5.2.2  Bien que l'accident du 3 janvier 1998, qu'il convient de qualifier
d'accident de gravité moyenne, ait entraîné un traumatisme crânien simple et
de nombreuses fractures, il ne présente pas un caractère particulièrement
impressionnant ou dramatique au sens de la jurisprudence. L'assuré a pu
quitter l'hôpital après 19 jours, sans que l'infection pulmonaire survenue en
cours d'hospitalisation porte à conséquence par la suite. L'évolution a été
globalement favorable jusqu'en septembre 1998 (rapports des 31 juillet et 19
septembre 1998 du docteur W.________), mais les douleurs ont persisté, de
même que des déficits neuropsychologiques légers et une limitation des
mouvements des épaules, cette dernière entraînant une incapacité de travail
dans la profession de peintre en bâtiment. Cela étant, le recourant
n'exerçait pas d'activité professionnelle au moment de l'accident et demeure
capable de travailler à plein temps dans un autre secteur d'activité. Par
ailleurs, son état de santé s'est stabilisé dans le courant de l'année 1999,
selon son médecin traitant, le docteur S.________, qui mentionne alors pour
tout traitement la prise occasionnelle de Dafalgan et des exercices à
domicile (rapport du 6 août 1999). Un séjour à la Clinique R.________ a été
organisé par la suite, mais essentiellement en vue d'une prise en charge
pluridisciplinaire, compte tenu de la discordance entre les douleurs
exprimées par l'assuré et les constatations objectives des médecins. Dans
cette mesure, il n'y a pas lieu de retenir un traitement médical anormalement
long ni la persistence de douleurs intenses en raison des atteintes à la
santé physiques provoquées par l'accident. Si les critères retenus par la
jurisprudence pour admettre le rapport de causalité litigieux sont en partie
remplis, ils ne sont toutefois pas suffisamment prégnants pour que l'accident
subi soit tenu pour la cause adéquate de l'affection psychique décrite par le
docteur A.________.

6.
Le recourant ne conteste pas les termes de la comparaison de revenus
effectuée par l'intimée sur la base d'une capacité de travail résiduelle de
100 % dans une activité adaptée à son handicap physique.

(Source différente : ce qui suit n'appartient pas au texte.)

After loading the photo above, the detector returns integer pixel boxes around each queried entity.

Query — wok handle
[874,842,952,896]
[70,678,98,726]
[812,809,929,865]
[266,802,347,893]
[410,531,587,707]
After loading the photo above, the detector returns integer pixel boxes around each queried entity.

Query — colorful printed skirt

La juridiction
cantonale a effectué pour sa part une comparaison de revenu moins favorable à
l'assuré et retient à juste titre un taux d'invalidité légèrement inférieur à
celui admis par la CNA. Elle a cependant renoncé à une réformation de la
décision entreprise au détriment du recourant. Selon la jurisprudence, la
reformatio in pejus est une faculté donnée au juge (ATF 119 V 249 consid. 5)
dont il n'y a pas lieu de faire usage ici, aussi bien pour les motifs exposés
par les premiers juges (cf. consid. 5b/cc) qu'en regard de la faible
différence entre ces taux.

7.
La procédure porte sur l'octroi ou le refus de prestations d'assurance, de
sorte qu'elle est gratuite (art. 134 OJ). Par ailleurs, le recourant ne peut
prétendre de dépens, vu le sort de ses conclusions (art. 159 OJ).

Par ces motifs, le Tribunal fédéral des assurances prononce:

1.
Le recours est rejeté.

2.
Il n'est pas perçu de frais de justice ni alloué de dépens.

3.
Le présent arrêt sera communiqué aux parties, au Tribunal cantonal des
assurances et à l'Office fédéral de la santé publique.